Thursday, April 3, 2008

Do your .NET assemblies have Trace Statements? Maybe they should.

Have you ever had a problem with your code in a production environment? If not you must be awful lucky. For the rest of us I'm sure we have spent may hours troubleshooting code that worked fine in development, but is now not working in the production environment. If you've used the Debug class to output debug messages you mostly like have found that these don't work in release builds. Yes you can enable them in the release build, but a better way to handle this is to use the Trace class.

You can write a Trace message very easily.


Trace.WriteLine("I'm doing some work");


This will write "I'm doing some work" to the output window. If I'm in a production environment I might want to write to a text file instead. Trace handles this by implementing TraceListeners. The default is the DefaultTraceListener which writes to the output window. We can use the TextWriterTraceListener to output to a file. We can do this via a configuration file or programmatically. If you want to add this to the configuration file add the following to your app.config file.


<configuration>
<system.diagnostics>
<trace autoflush="false" indentsize="2">
<listeners>
<remove name="Default" />
<add name="TextTraceLogger" type="System.Diagnostics.TextWriterTraceListener" initializeData="Log.Txt" />
</listeners>
</trace>
</system.diagnostics>
</configuration>


In this configuration we removed the Default Listener. This isn't required. You can have many listeners if you like. If you are adding Trace messages to libraries be sure to add the Trace configuration to your executing assembly. You can add a Listener programmatically by using the Trace.Listeners property.
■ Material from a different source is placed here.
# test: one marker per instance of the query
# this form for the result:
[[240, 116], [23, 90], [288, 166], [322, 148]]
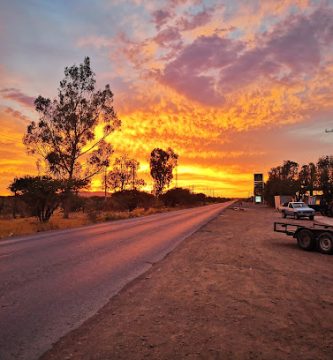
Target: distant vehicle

Trace.Listeners.Add(new TextWriterTraceListener("Log.Txt"));


Especially in production you don't want detailed output all the time. You just want it when you are troubleshooting. The TraceSwitch class performs this function. The TraceSwitch class stores a TraceLevel that is used to evaluate whether a message should be outputted or not.

public enum TraceLevel
{
Off = 0,
Error = 1,
Warning = 2,
Info = 3,
Verbose = 4,
}


When a TraceSwitch is set to a specific TraceLevel all the lower valued levels are "activated" as well. For example if a TraceLevel is set to Warning, Error messages will be outputted as well.

Like the TraceListeners the TraceSwitch can be created in the configuration file or programmatically. Configuration example:

<configuration>
<system.diagnostics>
<switches>
<add name="General" value="Warning" />
</switches>
</system.diagnostics>
</configuration>


If you are adding TraceSwitches to a library be sure to set the configuration of the executing assembly and not the libraries assembly. Programmatic example:

TraceSwitch GeneralTrace = new TraceSwitch("General", "General Trace Messages");
GeneralTrace.Level = TraceLevel.Warning;


To use a TraceSwitch in code you first need to declare it. If you have defined a TraceSwitch in the configuration file the TraceSwitch name needs to match the name in the configuration file. You then will use the TraceSwitch to evaluate weather a message is outputted or not.

TraceSwitch GeneralTrace = new TraceSwitch("General", "General Trace Messages");

Trace.WriteLineIf(GeneralTrace.TraceVerbose, "A verbose message");
Trace.WriteLineIf(GeneralTrace.TraceError, "an error message");


If you need to do some work to create the Trace message you may want to just include the TraceSwitch evaluation in an if block.

if (GeneralTrace.TraceError)
{
StringBuilder errorMessageBuilder = new StringBuilder();
errorMessageBuilder.Append("Error processing. Details: ");
foreach (ErrorDetail detail in ErrorDetails)
{
errorMessageBuilder.Append(detail.Message);
}

Trace.Write(errorMessageBuilder.ToString());
}


Here are some other TraceListeners:

You can also create your own TraceListener by inheriting from TraceListener.